Portrait of a smiling woman standing on a beach.

AuthorReyna Grande.

(Imran Chaudhry)

Meet Reyna Grande

queen great says she never expected to write her new novel, ‘A Ballad of Love and Glory’.

After a reading in 2013, a member of the public approached Grande with a book idea: “Have you heard of the St. Patrick’s Battalion? »

Grande brushed it off. “Sometimes at events people come up to me and say, ‘You should write a book about this, you should write a book about this,'” she said in an interview with Dorany Pineda. “It often happens to writers, and it was the same thing.”

But the conversation piqued Grande’s curiosity. She ended up spending seven years researching and writing a historical novel set during the Mexican-American War and featuring the Battalion, a unit of mostly Irish immigrants who enlisted in the U.S. Army, to later desert and fight alongside Mexico. “A Ballad of Love and Glory” transports readers to 1846 as the United States Army marches south to wage war.
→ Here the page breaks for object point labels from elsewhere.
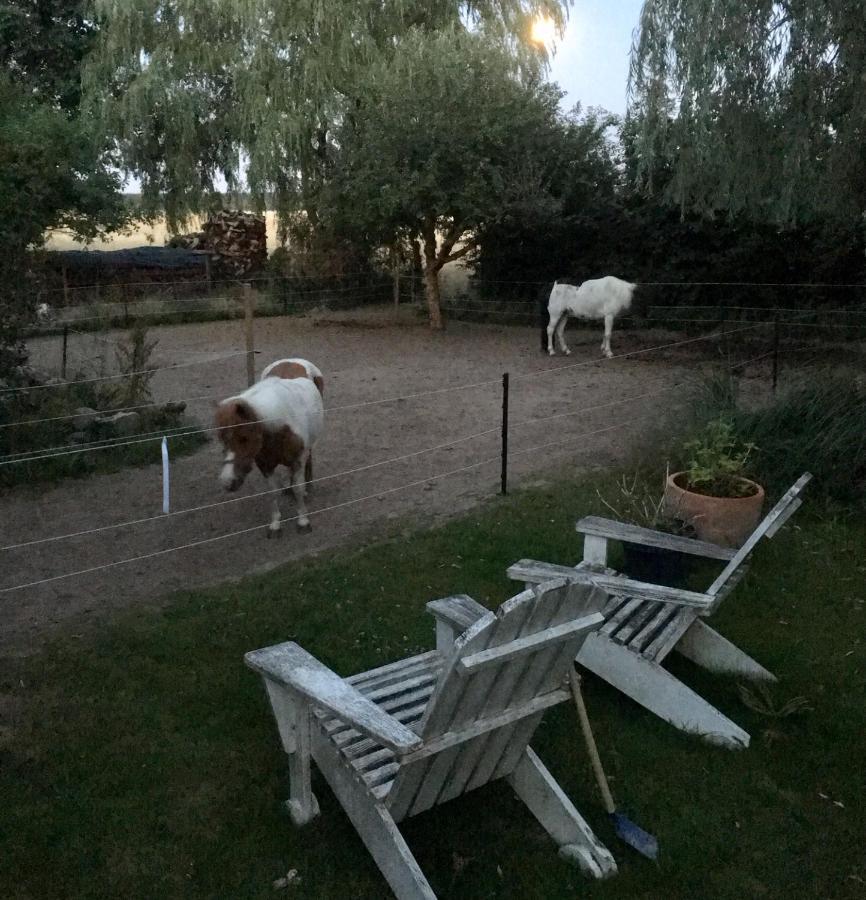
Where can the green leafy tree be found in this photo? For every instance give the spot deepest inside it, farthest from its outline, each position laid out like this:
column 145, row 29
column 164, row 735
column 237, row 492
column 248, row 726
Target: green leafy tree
column 755, row 108
column 43, row 44
column 252, row 90
column 54, row 171
column 449, row 137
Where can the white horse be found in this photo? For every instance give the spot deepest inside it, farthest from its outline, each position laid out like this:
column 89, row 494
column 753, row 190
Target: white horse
column 274, row 423
column 598, row 298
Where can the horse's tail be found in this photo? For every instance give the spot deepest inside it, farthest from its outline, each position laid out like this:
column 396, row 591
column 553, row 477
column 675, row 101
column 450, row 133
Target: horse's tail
column 544, row 318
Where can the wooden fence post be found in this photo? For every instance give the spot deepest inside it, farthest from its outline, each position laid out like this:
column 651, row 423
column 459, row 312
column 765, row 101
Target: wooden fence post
column 248, row 333
column 63, row 360
column 395, row 260
column 504, row 474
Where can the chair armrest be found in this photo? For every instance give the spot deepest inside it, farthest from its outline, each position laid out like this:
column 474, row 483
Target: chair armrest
column 634, row 534
column 291, row 665
column 459, row 612
column 453, row 616
column 627, row 587
column 533, row 571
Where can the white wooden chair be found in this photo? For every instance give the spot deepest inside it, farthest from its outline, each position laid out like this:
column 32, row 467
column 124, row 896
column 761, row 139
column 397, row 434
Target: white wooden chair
column 397, row 740
column 645, row 622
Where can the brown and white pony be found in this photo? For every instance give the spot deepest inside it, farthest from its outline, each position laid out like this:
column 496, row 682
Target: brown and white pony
column 274, row 423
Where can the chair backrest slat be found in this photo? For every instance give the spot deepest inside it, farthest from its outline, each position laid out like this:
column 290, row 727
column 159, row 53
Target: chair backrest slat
column 517, row 667
column 783, row 510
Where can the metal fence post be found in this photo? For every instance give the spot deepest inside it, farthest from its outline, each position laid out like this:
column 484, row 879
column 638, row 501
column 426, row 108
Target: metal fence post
column 504, row 474
column 775, row 353
column 248, row 333
column 63, row 361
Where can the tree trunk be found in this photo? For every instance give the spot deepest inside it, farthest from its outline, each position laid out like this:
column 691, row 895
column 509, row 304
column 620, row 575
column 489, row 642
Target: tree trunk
column 431, row 276
column 431, row 291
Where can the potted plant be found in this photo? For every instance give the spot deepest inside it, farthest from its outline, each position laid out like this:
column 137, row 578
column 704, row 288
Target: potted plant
column 636, row 503
column 712, row 493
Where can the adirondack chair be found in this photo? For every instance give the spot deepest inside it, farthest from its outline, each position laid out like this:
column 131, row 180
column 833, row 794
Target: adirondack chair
column 645, row 622
column 397, row 740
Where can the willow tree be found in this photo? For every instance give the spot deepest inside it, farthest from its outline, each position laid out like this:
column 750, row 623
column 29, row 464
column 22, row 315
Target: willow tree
column 250, row 91
column 752, row 107
column 449, row 136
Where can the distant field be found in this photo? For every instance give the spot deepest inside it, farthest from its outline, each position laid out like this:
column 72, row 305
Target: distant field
column 156, row 234
column 453, row 278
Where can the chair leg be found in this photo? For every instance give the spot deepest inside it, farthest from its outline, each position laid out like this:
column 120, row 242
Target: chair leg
column 293, row 721
column 377, row 829
column 653, row 687
column 546, row 800
column 706, row 647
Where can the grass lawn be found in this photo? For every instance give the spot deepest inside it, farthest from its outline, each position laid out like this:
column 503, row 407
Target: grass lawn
column 148, row 764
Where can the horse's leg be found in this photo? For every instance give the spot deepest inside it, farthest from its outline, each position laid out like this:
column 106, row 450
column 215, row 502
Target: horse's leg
column 560, row 333
column 303, row 521
column 605, row 344
column 551, row 328
column 274, row 488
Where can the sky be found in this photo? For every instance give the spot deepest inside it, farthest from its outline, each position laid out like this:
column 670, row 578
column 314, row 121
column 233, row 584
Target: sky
column 591, row 62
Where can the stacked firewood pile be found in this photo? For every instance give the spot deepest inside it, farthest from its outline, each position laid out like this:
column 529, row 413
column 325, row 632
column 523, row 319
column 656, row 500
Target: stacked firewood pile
column 236, row 241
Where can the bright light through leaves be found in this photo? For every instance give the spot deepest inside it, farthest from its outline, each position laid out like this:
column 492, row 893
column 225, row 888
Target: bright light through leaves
column 543, row 30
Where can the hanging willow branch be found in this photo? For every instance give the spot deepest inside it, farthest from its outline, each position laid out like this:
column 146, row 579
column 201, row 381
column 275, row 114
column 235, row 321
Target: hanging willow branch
column 240, row 90
column 752, row 106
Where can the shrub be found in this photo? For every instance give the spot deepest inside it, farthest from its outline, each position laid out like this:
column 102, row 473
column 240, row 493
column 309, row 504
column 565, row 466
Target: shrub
column 817, row 426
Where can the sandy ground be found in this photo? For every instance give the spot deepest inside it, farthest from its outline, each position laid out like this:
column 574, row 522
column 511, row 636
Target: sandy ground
column 365, row 357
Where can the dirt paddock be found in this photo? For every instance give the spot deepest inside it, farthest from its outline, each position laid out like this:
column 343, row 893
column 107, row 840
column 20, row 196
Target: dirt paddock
column 365, row 357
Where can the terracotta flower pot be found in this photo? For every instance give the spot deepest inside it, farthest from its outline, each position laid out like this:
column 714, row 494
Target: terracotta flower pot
column 726, row 521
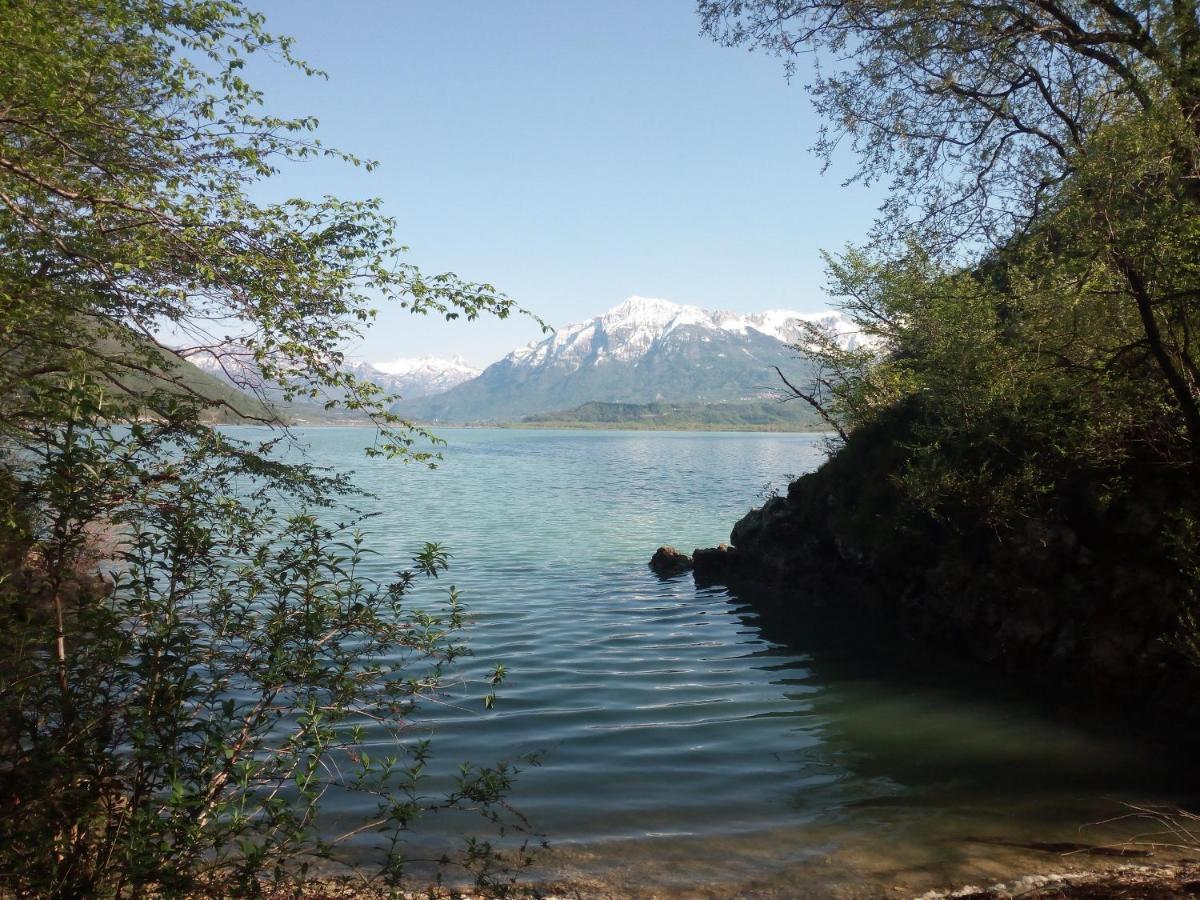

On March 29, Grande will join book club readers at 6 p.m. for a virtual conversation with the editor Steve Padille. Get autographed tickets and books on Eventbrite.

If you like our community book club: The Times offered numerous book club conversations and other live journalism events free and virtual. We worked hard to allow readers to easily connect with authors and journalists during the pandemic. Now we need your help to continue and grow. Please consider supporting the new Los Angeles Times Community Fund.